なお、ゴルフ5系ではキーシリンダーが回らなくなる症状の相談を受けたことがある。こちらは当ショップでも実際に対応している。
中古で買うときのチェックポイント
試乗記と故障傾向、オーナーの声を突き合わせると、確認すべき箇所はかなり絞り込める。
| 確認したいこと | 見るポイント |
|---|---|
| エンジンの吹け上がり | 試乗して3,000rpm付近まで回す。 もたつきや不自然な引っ掛かりがないか |
| アイドリングの安定 | センサー類やスロットルの汚れで不安定になることがある |
| 水まわりの樹脂部品 | ホースやタンク、継手のひび割れ、冷却水の滲み |
| DSGの変速 | ATモードで発進・変速。 ショックやもたつきがないか |
| ハルデックスまわり | リフトに上げて漏れや異音を確認。 オイル交換の記録があるか |
| ゴムブッシュ類 | ドライブシャフトブーツやタイロッドエンドブーツの破れ。 車検にも関わる |
| 足回りの状態 | 段差での異音、ショックアブソーバーの滲み |
| 外装の欠品・損傷 | グリルなど生産終了部品の状態。 交換が必要な状態だと手詰まりになる |
| 整備記録簿 | DSGオイル、冷却系、足回りの交換履歴が追えるか |
タチバナのひとりごと
ハルデックスが壊れてゴルフ7.5Rへ乗り換えたお客様のことを、今でもたまに思い出す。 速さでは明らかに7.5Rが上なのだが、R32を降りるときの表情は、少し名残惜しそうだった。
数値で比べれば負けている車に、それでも未練が残る。 そういう車が20年前には普通にあった。
相場と、今このR32を選ぶ意味
加速感やハンドリング、最高出力はゴルフ7.5やゴルフ8に絶対的な速さがある。ただ、擬似的に作られた排気音や、排ガス規制のためにサイレンサーが追加されている現状には、物足りなさを感じてしまう。
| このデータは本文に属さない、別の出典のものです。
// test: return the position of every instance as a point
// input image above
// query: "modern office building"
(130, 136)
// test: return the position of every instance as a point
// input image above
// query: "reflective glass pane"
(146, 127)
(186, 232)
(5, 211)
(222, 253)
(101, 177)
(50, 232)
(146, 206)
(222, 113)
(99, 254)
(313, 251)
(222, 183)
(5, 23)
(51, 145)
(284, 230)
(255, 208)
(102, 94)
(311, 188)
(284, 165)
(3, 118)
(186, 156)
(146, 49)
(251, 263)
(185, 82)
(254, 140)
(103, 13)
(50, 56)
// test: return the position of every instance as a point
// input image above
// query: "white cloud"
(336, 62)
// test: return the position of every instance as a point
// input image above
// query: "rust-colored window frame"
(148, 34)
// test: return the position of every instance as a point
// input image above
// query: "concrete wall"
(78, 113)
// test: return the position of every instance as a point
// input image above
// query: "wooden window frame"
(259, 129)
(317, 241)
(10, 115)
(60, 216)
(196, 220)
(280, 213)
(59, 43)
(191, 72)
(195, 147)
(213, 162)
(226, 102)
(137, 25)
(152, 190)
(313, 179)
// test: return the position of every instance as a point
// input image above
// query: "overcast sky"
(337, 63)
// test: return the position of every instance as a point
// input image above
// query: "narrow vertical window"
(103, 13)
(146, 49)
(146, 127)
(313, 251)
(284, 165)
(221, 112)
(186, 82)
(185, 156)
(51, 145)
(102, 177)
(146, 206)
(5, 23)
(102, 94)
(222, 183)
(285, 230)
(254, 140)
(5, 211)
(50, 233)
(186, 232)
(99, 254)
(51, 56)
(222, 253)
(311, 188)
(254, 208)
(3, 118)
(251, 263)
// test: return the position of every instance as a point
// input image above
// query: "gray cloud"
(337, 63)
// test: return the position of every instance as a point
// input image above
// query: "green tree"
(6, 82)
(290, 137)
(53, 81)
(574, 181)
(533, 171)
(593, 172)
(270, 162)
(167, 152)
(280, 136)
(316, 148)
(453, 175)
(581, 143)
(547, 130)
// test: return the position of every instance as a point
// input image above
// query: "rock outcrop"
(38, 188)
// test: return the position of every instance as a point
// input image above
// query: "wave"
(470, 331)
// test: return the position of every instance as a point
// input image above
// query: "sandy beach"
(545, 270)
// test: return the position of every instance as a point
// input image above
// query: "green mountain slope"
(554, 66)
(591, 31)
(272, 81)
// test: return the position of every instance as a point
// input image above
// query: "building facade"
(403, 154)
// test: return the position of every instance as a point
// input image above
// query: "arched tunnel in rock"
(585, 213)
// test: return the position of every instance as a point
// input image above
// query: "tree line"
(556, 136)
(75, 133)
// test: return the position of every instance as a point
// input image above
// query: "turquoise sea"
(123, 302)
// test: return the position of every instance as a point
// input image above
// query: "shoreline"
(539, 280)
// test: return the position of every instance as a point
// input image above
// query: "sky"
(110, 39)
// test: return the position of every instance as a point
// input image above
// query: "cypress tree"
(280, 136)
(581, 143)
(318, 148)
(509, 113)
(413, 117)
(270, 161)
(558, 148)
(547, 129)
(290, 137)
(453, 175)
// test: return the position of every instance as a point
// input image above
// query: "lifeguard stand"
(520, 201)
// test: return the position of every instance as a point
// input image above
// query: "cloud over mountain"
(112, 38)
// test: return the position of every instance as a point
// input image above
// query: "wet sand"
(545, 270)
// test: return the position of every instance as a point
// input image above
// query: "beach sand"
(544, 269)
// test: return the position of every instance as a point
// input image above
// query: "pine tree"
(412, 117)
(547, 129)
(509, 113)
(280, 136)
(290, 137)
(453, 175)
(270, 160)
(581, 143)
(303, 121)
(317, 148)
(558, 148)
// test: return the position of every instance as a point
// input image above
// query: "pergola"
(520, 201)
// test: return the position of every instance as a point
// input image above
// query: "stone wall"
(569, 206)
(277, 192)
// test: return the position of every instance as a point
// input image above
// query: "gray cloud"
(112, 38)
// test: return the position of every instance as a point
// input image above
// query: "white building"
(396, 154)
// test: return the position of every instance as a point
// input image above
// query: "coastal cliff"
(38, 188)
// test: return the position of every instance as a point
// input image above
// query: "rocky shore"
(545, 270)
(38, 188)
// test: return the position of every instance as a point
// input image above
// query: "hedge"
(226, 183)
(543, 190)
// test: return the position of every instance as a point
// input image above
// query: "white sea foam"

圧倒的に性能は劣るが、感性に訴える何かを求めるのであればこのR32に勝るものはない。そもそも私がターボチャージャーよりも大排気量を好むので、贔屓しているのかもしれないが。
| 仕様 | 中古相場の傾向 |
|---|---|
| MTモデル | 10万kmオーバーでも400万円の値が付きプレ値になりつつある。 |
| DSGモデル | 100〜250万円台で購入できる |
※2024年時点で確認した傾向になる。台数が少ないため、状態と時期によって大きく振れる。
大きく値落ちすることもないと思われるDSGモデルを視野に入れてみると、面白いフォルクスワーゲンの世界が待っているかもしれない。
まとめ
- ✓ VR6はバンク角15度で6気筒を1つのヘッドに収めた構造。ゴルフに6気筒を積むために生まれた
- ✓ ゴルフのRにVR6が積まれたのはゴルフ4とゴルフ5のR32まで。ゴルフ6以降は2.0L直4ターボになった
- ✓ 3,000rpm付近から320N・mが立ち上がり、音と加速が同時に来る
- ✓ 6速DSGはATモードでもたつく個体がある。パドルを使えば解消する
- ✓ エンジン本体は非常に優秀。当ショップでは大きな故障での入庫が1度もない
- ✓ 覚悟が必要なのはハルデックスカップリングとリアデフ。ASSY交換になった事例がある
- ✓ クロームグリルは部品単体で13万円、しかも生産終了。外装部品の供給も判断材料になる
- ✓ オーナーの声では乗り心地とブレーキに辛口の評価があるが、満足度は高い
- ✓ 2024年時点でMTは350〜600万円になり、プレミアが付いている。DSGは100〜250万円くらいで購入が可能
発表から20年が近づき、状態の良い個体は年々減っていく。もし気になる1台に出会えたなら、この記事のチェックポイントを持って現車を見に行ってほしい。